Life and Death on the Sherborne Brook

It’s been an odd few days – death and life intertwined as sometimes happens perversely at the height of Spring.

Following our concerns about white deer culling and Nigel the deerstalker’s reassurances, life took its constantly surprising course a day later, and we were faced with death. A white doe was seen struggling on the hill on the North Bank of the Broadwater – listless, often stationary, rarely moving. Nigel was called and assessed it as an elderly female at the end of her life, and pregnant. With very little body fat and few teeth, there was no way it was going to sustain a new life, so it was euthanised. Literally, put out of its misery. You can be assured Nigel does not take these situations lightly. So life ended on a spring afternoon.

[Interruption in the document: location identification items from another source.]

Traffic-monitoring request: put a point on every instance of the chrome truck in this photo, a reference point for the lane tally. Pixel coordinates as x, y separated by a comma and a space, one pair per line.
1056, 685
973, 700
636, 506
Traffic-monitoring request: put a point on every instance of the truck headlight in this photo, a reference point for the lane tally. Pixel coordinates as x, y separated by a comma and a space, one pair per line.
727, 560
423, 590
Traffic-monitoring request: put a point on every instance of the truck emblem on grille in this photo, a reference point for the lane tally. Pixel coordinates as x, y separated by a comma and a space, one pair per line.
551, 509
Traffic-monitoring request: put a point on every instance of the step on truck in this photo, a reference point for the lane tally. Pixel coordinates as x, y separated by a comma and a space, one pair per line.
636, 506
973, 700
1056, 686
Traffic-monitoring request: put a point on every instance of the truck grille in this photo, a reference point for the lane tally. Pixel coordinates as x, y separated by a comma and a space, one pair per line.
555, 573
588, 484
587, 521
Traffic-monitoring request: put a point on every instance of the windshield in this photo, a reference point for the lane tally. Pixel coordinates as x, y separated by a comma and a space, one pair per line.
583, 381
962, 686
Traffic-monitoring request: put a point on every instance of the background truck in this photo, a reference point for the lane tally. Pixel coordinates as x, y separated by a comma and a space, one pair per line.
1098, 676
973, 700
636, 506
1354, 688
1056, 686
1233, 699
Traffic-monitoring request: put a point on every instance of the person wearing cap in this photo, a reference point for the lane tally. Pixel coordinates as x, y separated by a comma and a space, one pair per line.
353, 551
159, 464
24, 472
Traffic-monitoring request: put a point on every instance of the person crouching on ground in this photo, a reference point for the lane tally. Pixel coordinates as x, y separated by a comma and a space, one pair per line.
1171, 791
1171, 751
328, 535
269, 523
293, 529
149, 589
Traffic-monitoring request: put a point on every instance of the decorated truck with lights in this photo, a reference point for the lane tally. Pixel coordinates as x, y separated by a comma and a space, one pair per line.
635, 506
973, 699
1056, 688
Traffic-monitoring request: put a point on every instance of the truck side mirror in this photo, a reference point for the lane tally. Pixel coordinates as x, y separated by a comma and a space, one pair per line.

Yesterday, another death – a barn owl hit by traffic at the east end of the village. Amanda found it and reported it with these photos – in death, even, these creatures seem exotic and beautiful, with some sort of magic residing still in the frail body.

But… all is not lost – there are numerous barn owls around, and Andrew Danson pictured this one this morning, alive and busy with its patrol.

The barn owls remain plentiful, feeding hard in preparation for breeding, though a surprising number are hit by traffic. I have also had reports of short-eared owls in recent weeks near Eastleach – they have now headed off to Russia to breed, I’m told. Life wins.

Some concern was registered this morning – a ewe struggling in labour on the field beside the road up to Home Farm. By the time Iain the shepherd had got there, things had resolved themselves, and the birth occurred. Life wins again.

Finally, and I hope you don’t feel this is inappropriate, on Thursday it is dear Margaret Shaw’s funeral. A villager through and through. She loved this place and all creatures that lived in it. Our heartfelt condolences to Chris.

Life and death this week, then. Bitter and sweet. Every life celebrated, even in death, but sadness is woven into this time, along with the delight of spring. An eternal balance, I suppose, but I am a poor philosopher. Maybe all it shows is there is reason to carefully welcome in the sights and sounds of these sunshine-filled spring days, and the light they provide our lives. Without that celebration, darkness will think it has won. And we can’t allow that.